Sunday, October 25, 2009

Corpse Bride (2005)

The Nightmare Before Christmas was one of the best fairy tale films I’ve ever seen, with its excellent Danny Elfman soundtrack, unforgettable characters, wondrous plot, and amazing stop-motion animation. I loved that film enough to see it four times in the theater, and bought the soundtrack immediately after the first viewing. When I learned that Tim Burton was going to re-visit the gothic, stop-motion style for a new film based on and old Russian-Jewish folktale, I was very excited!

It turned out that the Corpse Bride was a disappointment, but a BEAUTIFUL disappointment. The stop-motion animation, coupled with the advanced effects of the 21st century, creates a fascinating, gloomy world, not a far cry from Halloween Town, and a little more consistent. This is offset by the more colorful Land of the Dead, where numerous scenes are set, and is more reminiscent of the underworld from Beetlejuice. The film is so aesthetically pleasing that it’s a joy to watch, even though the tale itself wasn’t as impressive as Nightmare.

The dour Everglots and the fishmongering Van Dorts have arranged a marriage for their children (cutely named Victor and Victoria), which will financially benefit one or the other family.

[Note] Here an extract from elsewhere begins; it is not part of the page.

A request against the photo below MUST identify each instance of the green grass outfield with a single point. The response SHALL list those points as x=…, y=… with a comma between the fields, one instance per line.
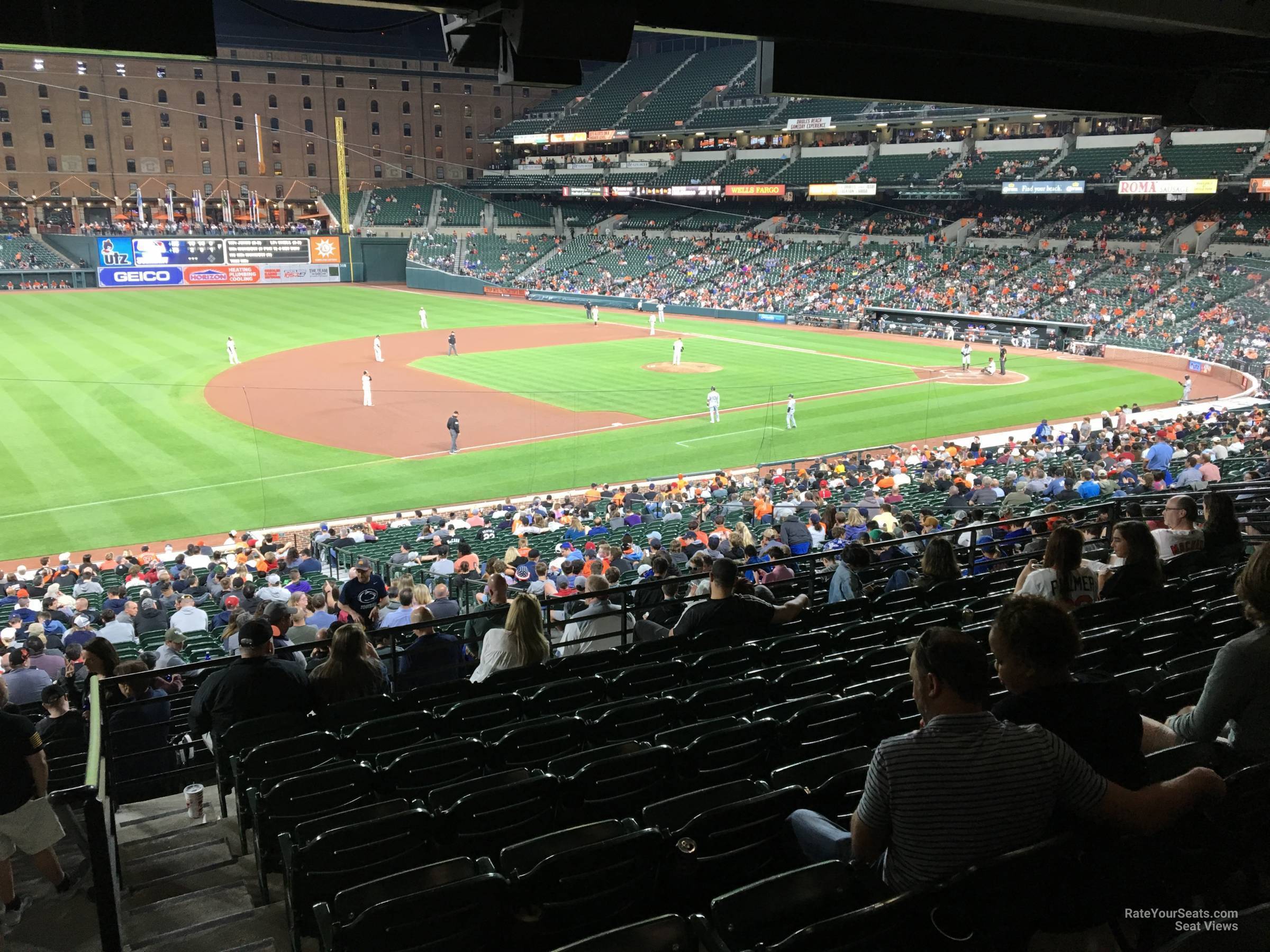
x=110, y=440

Though the awkward Victor kicks it off with the sweet Victoria, his clumsiness at the rehearsal earns him a ‘chill out’ in the graveyard woods outside of town, where, during a mock wedding vow, he accidentally places his ring on the skeletal finger of Emily, who perished while waiting for her bride to be (the diabolical con man Lord Barkis Bittern). Victor is brought to the Land of the Dead by his unfortunate bride, and chaos ensues from there, with a climax both sad and happy.

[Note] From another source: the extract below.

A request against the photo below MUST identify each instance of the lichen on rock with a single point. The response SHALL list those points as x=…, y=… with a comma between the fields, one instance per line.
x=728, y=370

The Corpse Bride makes for a stunning sight, as she whirls about in her wedding garb and eye catching blue hair. Think Sally from Nightmare, but hotter…and voiced by Helena Bonham Carter. In addition to Carter, the other usual actors show up: Johnny Depp as Victor, Christopher Lee as Pastor Galswells, plus Albert Finney, Emily Watson, Deep Roy, Danny Elfman, and many others. The voice work in the film is consistent and excellent, though the music is nowhere near as memorable as Nightmare Before Christmas. The one song I enjoyed was the duet between black widow Mrs. Plum and Maggot. Humor abounds in this film, from the caricature-like characters to a slew of puns, some of which succeed, others of which are too dry and simple. It’s great for the kids, but be warned, it’s a little morbid (like most Burton films).

Again, I’d recommend watching this for your eyes to pop out of their sockets. It’s a marvel, and you can tell the animators put enormous effort into every frame of the film. The rest of the film is passable, an effective gothic fairy tale, but I was not blown away as I was in 1993 with its spiritual predecessor, which remains one of the greatest films in memory.